The effect of feedback on the emission properties of the Warm-Hot Intergalactic Medium

TL;DR

This study uses cosmological simulations to analyze how feedback mechanisms like galactic winds influence the X-ray emission of the Warm-Hot Intergalactic Medium, affecting observable signals and the unresolved X-ray background.

Contribution

It provides new insights into the impact of galactic winds and other feedback processes on the emission properties of the WHIM using detailed hydrodynamical simulations.

Findings

Galactic winds double the emission from galaxy clusters and WHIM.

Oxygen line emission increases threefold due to galactic winds and 20% with a top-heavy IMF.

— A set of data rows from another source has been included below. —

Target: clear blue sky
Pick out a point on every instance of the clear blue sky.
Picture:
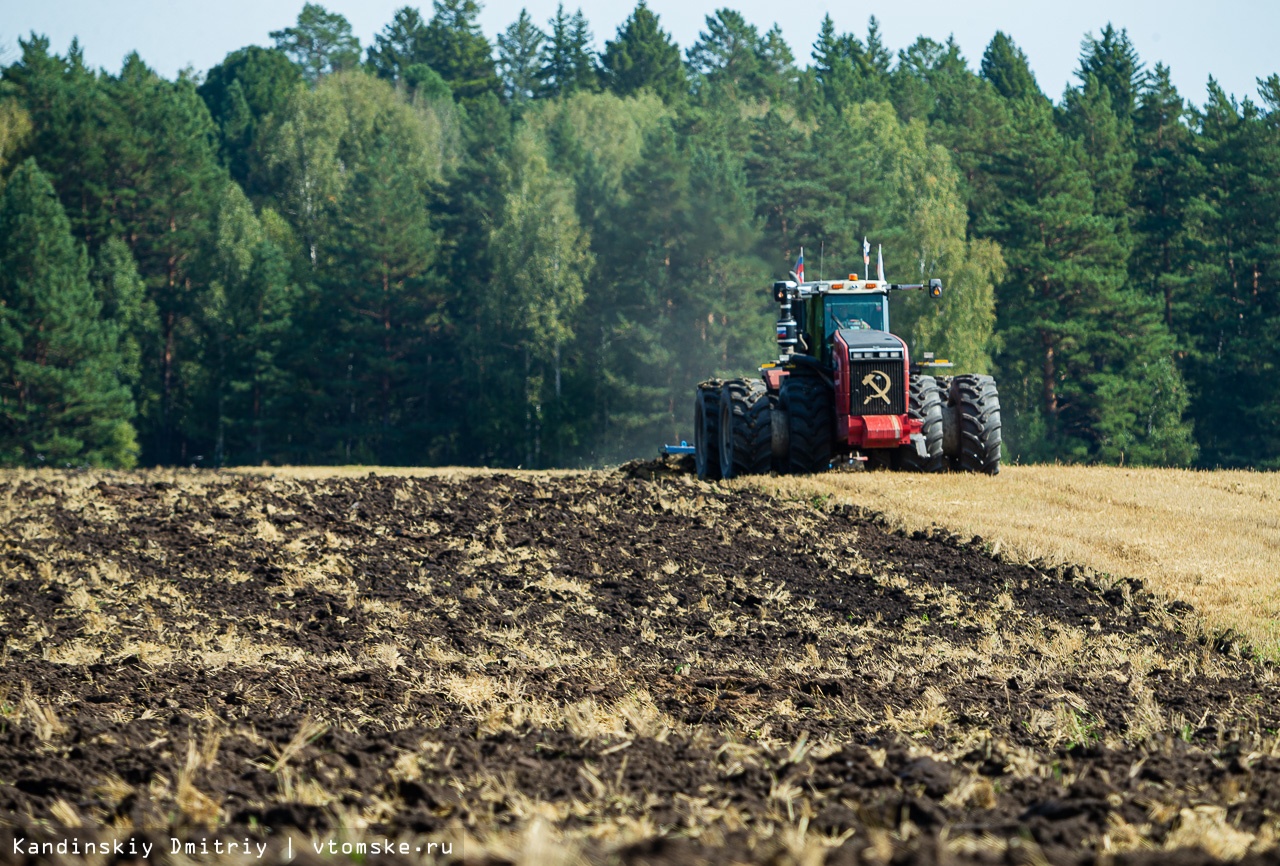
(1232, 40)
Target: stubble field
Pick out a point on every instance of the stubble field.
(627, 667)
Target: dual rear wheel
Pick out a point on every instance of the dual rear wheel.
(740, 429)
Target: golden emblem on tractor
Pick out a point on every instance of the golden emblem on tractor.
(877, 389)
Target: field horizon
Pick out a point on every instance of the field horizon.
(624, 667)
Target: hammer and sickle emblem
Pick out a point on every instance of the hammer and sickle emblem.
(878, 390)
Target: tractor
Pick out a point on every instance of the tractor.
(845, 390)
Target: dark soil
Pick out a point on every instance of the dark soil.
(231, 655)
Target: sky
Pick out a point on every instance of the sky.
(1232, 40)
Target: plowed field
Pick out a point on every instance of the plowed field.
(600, 668)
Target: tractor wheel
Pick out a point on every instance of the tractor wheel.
(808, 407)
(970, 435)
(745, 429)
(926, 404)
(707, 430)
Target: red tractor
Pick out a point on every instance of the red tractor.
(844, 389)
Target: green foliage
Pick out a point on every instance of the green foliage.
(567, 58)
(401, 45)
(243, 95)
(643, 56)
(14, 131)
(62, 402)
(320, 42)
(455, 47)
(433, 257)
(519, 55)
(1004, 64)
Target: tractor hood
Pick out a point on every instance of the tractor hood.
(865, 340)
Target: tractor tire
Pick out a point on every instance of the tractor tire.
(970, 436)
(745, 429)
(809, 411)
(926, 404)
(707, 430)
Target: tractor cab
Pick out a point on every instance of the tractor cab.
(822, 310)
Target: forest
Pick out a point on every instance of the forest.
(440, 250)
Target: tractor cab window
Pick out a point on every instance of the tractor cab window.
(855, 314)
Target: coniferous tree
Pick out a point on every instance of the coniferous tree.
(400, 46)
(62, 402)
(730, 55)
(1004, 64)
(123, 298)
(1086, 362)
(1115, 64)
(542, 265)
(72, 122)
(243, 94)
(1235, 393)
(643, 56)
(520, 50)
(1169, 206)
(568, 62)
(836, 63)
(456, 49)
(320, 42)
(165, 182)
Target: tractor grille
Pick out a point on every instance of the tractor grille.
(865, 397)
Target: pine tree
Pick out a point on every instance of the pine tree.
(320, 42)
(542, 266)
(644, 56)
(1106, 138)
(1086, 361)
(164, 182)
(123, 298)
(1004, 64)
(245, 94)
(1169, 184)
(456, 49)
(836, 64)
(1235, 394)
(71, 124)
(519, 54)
(728, 54)
(400, 46)
(60, 398)
(245, 317)
(1114, 63)
(568, 62)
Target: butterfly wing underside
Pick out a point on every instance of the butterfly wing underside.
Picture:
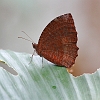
(58, 40)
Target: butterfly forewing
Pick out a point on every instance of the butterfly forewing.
(58, 40)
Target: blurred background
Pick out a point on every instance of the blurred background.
(32, 16)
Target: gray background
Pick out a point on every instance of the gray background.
(32, 16)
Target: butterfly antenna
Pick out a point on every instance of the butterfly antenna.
(25, 39)
(28, 36)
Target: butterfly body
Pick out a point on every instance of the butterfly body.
(58, 40)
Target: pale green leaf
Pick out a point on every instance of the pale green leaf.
(44, 82)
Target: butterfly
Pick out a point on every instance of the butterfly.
(57, 42)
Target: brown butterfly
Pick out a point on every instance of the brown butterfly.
(57, 42)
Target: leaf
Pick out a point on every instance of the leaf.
(49, 82)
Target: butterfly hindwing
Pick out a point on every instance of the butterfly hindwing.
(58, 40)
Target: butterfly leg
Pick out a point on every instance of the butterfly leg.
(32, 56)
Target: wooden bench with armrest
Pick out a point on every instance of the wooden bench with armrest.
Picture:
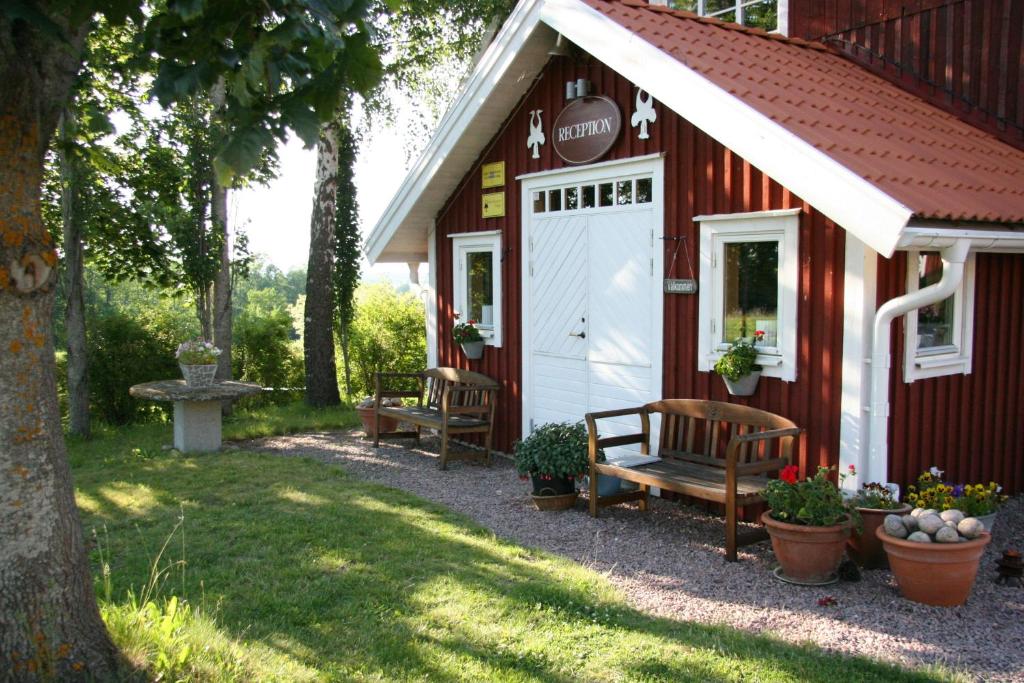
(708, 450)
(452, 400)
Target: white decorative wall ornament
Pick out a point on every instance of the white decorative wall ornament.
(536, 138)
(645, 113)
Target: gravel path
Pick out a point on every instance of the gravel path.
(670, 562)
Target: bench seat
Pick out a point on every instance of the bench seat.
(449, 399)
(716, 452)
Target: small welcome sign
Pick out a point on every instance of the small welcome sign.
(586, 129)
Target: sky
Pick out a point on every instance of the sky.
(276, 216)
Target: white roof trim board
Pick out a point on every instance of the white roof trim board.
(849, 200)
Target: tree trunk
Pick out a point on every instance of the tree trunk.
(322, 373)
(78, 369)
(222, 285)
(50, 628)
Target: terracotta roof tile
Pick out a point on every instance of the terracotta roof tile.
(930, 161)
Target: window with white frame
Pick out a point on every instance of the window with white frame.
(476, 259)
(755, 13)
(939, 336)
(749, 281)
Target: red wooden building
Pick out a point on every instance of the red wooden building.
(622, 188)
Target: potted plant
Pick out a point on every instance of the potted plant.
(738, 366)
(934, 555)
(367, 411)
(467, 336)
(808, 522)
(198, 359)
(873, 502)
(974, 500)
(555, 458)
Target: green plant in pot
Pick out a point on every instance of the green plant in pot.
(738, 366)
(554, 456)
(873, 502)
(809, 523)
(468, 336)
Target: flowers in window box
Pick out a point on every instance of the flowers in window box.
(740, 359)
(465, 332)
(197, 352)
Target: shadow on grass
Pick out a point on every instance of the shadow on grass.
(358, 581)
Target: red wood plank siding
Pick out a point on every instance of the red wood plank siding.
(701, 177)
(972, 426)
(964, 55)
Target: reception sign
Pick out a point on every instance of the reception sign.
(586, 129)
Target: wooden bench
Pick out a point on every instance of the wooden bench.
(708, 450)
(449, 399)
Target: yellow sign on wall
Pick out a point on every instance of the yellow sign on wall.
(494, 205)
(493, 175)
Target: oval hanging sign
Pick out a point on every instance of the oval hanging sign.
(586, 129)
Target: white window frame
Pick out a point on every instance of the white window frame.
(939, 361)
(716, 231)
(464, 244)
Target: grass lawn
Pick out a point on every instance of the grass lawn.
(295, 571)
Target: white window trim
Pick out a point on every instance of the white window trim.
(462, 244)
(719, 229)
(957, 360)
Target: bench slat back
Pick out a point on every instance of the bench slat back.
(687, 423)
(438, 378)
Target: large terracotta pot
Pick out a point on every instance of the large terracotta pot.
(388, 424)
(864, 548)
(935, 573)
(807, 554)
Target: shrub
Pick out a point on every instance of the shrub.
(554, 450)
(264, 353)
(122, 352)
(387, 334)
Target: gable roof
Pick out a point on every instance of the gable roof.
(864, 153)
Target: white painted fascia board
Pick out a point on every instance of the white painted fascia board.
(851, 202)
(486, 76)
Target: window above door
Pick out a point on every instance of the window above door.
(476, 259)
(939, 337)
(749, 282)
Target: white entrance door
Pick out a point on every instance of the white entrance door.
(593, 309)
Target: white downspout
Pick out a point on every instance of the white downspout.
(953, 258)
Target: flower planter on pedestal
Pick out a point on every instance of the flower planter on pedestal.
(554, 494)
(807, 555)
(865, 548)
(199, 376)
(934, 573)
(473, 350)
(744, 386)
(388, 424)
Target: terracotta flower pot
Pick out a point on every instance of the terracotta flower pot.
(934, 573)
(388, 424)
(864, 548)
(807, 554)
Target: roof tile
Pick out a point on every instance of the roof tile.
(937, 165)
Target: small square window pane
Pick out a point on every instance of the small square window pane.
(935, 322)
(751, 292)
(479, 288)
(625, 194)
(571, 199)
(589, 196)
(644, 190)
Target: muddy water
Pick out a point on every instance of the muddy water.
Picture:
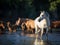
(20, 38)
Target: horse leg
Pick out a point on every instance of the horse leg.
(46, 33)
(35, 28)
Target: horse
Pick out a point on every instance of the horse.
(42, 22)
(2, 27)
(28, 25)
(12, 27)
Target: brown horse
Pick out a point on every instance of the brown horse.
(29, 25)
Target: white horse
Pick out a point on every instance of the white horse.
(43, 23)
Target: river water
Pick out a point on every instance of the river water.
(20, 38)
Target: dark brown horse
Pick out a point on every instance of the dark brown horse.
(28, 25)
(2, 27)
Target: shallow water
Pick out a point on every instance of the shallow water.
(20, 38)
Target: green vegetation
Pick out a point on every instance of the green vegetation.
(29, 8)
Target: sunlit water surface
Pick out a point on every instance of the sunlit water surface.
(20, 38)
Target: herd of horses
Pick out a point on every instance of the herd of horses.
(30, 25)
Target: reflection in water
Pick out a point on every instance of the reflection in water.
(38, 41)
(20, 38)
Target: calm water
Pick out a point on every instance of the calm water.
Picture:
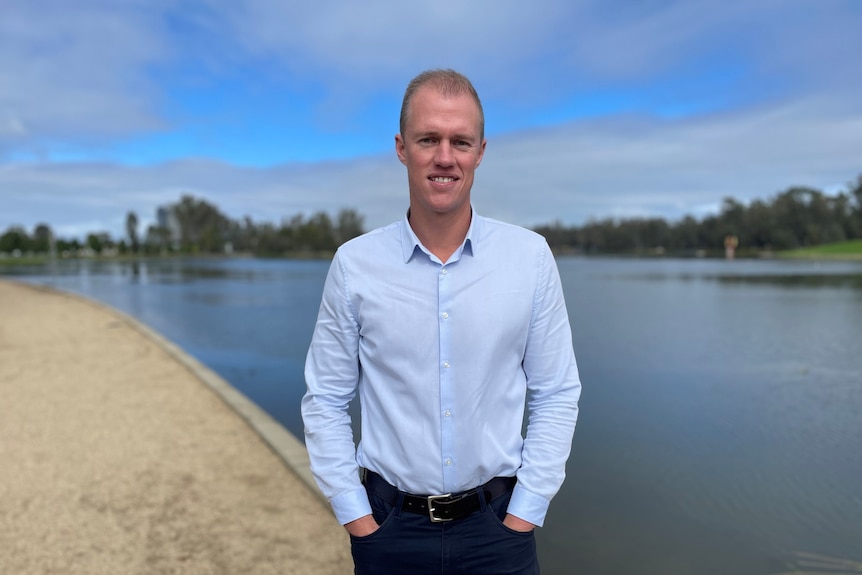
(721, 420)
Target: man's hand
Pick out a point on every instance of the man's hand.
(362, 527)
(517, 524)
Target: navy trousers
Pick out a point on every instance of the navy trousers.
(410, 544)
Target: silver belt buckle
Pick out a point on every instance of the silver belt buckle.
(431, 499)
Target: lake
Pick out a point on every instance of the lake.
(721, 417)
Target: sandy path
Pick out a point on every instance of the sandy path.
(116, 459)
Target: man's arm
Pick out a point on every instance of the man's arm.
(332, 376)
(553, 387)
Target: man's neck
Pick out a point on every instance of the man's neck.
(442, 234)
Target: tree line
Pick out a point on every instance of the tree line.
(797, 217)
(195, 226)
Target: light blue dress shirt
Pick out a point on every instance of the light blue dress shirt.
(444, 356)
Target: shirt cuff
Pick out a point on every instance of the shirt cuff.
(351, 506)
(528, 506)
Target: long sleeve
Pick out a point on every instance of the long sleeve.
(554, 388)
(332, 376)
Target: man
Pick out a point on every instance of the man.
(447, 323)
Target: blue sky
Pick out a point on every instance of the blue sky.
(594, 108)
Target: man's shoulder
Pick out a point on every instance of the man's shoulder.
(495, 230)
(377, 238)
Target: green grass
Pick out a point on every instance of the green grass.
(850, 250)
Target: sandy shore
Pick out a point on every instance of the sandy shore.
(115, 458)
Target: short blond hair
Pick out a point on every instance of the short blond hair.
(446, 82)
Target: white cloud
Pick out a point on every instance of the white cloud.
(619, 167)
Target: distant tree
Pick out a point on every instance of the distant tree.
(42, 238)
(15, 238)
(99, 242)
(350, 225)
(202, 225)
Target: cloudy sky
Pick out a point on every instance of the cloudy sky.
(269, 108)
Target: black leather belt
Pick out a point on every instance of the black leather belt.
(438, 508)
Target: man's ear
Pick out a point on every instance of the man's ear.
(400, 148)
(481, 153)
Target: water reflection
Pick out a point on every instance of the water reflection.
(719, 431)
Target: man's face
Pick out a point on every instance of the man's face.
(441, 147)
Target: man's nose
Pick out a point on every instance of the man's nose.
(444, 156)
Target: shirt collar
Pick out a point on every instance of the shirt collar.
(410, 243)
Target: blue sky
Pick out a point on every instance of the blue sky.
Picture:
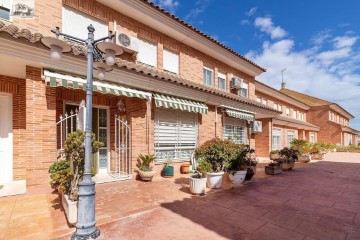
(317, 41)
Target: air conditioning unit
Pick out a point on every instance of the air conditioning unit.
(256, 127)
(236, 83)
(129, 43)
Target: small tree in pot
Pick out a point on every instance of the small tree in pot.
(198, 180)
(287, 158)
(217, 153)
(146, 171)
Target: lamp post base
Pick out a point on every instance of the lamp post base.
(94, 235)
(85, 227)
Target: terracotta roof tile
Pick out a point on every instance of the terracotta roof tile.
(200, 32)
(77, 50)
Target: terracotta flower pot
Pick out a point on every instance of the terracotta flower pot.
(184, 168)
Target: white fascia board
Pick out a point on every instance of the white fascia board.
(72, 65)
(162, 23)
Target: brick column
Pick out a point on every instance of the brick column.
(40, 127)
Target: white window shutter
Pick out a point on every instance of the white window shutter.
(75, 23)
(147, 53)
(171, 61)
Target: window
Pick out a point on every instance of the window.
(147, 53)
(222, 81)
(171, 61)
(243, 91)
(208, 76)
(312, 138)
(276, 139)
(291, 136)
(176, 134)
(235, 130)
(5, 10)
(71, 16)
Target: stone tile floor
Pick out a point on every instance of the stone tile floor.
(319, 200)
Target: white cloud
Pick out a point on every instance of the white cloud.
(251, 12)
(245, 22)
(345, 41)
(200, 7)
(169, 5)
(266, 25)
(331, 74)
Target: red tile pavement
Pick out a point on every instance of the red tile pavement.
(319, 200)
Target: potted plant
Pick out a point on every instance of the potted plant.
(287, 158)
(67, 173)
(237, 168)
(146, 171)
(217, 153)
(198, 180)
(168, 170)
(185, 168)
(303, 149)
(273, 168)
(274, 155)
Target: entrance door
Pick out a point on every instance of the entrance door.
(6, 138)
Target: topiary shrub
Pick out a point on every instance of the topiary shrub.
(68, 173)
(217, 153)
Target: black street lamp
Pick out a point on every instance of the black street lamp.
(86, 225)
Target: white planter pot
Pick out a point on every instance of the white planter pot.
(70, 208)
(237, 178)
(214, 180)
(198, 185)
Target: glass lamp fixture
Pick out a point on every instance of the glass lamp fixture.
(111, 50)
(101, 68)
(57, 47)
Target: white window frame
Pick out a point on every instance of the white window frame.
(147, 53)
(312, 138)
(244, 90)
(235, 130)
(170, 61)
(291, 136)
(276, 134)
(177, 151)
(75, 23)
(208, 82)
(221, 77)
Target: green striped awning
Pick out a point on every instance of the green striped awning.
(239, 115)
(61, 80)
(178, 103)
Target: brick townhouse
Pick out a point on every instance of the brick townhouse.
(293, 122)
(331, 117)
(172, 89)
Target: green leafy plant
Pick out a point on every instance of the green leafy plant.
(300, 145)
(217, 153)
(168, 162)
(288, 153)
(68, 173)
(145, 161)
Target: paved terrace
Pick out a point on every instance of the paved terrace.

Faint groups and WHIM may account for half to all of the unresolved X-ray background.

Abstract

At present, 30-40 per cent of the baryons in the local Universe is still undetected. According to theoretical predictions, this gas should reside in filaments filling the large-scale structure (LSS) in the form of a Warm-Hot Intergalactic Medium (WHIM), at temperatures of 10^5 - 10^7 K, thus emitting in the soft X-ray energies via free-free interaction and line emission from heavy elements. In this work we characterize the properties of the X-ray emission of the WHIM, and the LSS in general, focusing on the influence of different physical mechanisms, namely galactic winds (GWs), black-hole feedback and star-formation, and providing estimates of possible observational constraints. To this purpose we use a set of cosmological hydrodynamical simulations that include a self-consistent treatment of star-formation and chemical enrichment of the intergalactic medium, that allows us to follow the evolution of different metal species. We construct a set of simulated light-cones to make predictions of the emission in the 0.3-10 keV energy range. We obtain that GWs increase by a factor of 2 the emission of both galaxy clusters and WHIM. The amount of oxygen at average temperature and, consequently, the amount of expected bright Ovii and Oviii lines is increased by a factor of 3 due to GWs and by 20 per cent when assuming a top-heavy IMF. We compare our results with current observational constraints and find that the emission from faint groups and WHIM should account from half to all of the unresolved X-ray background in the 1-2 keV band.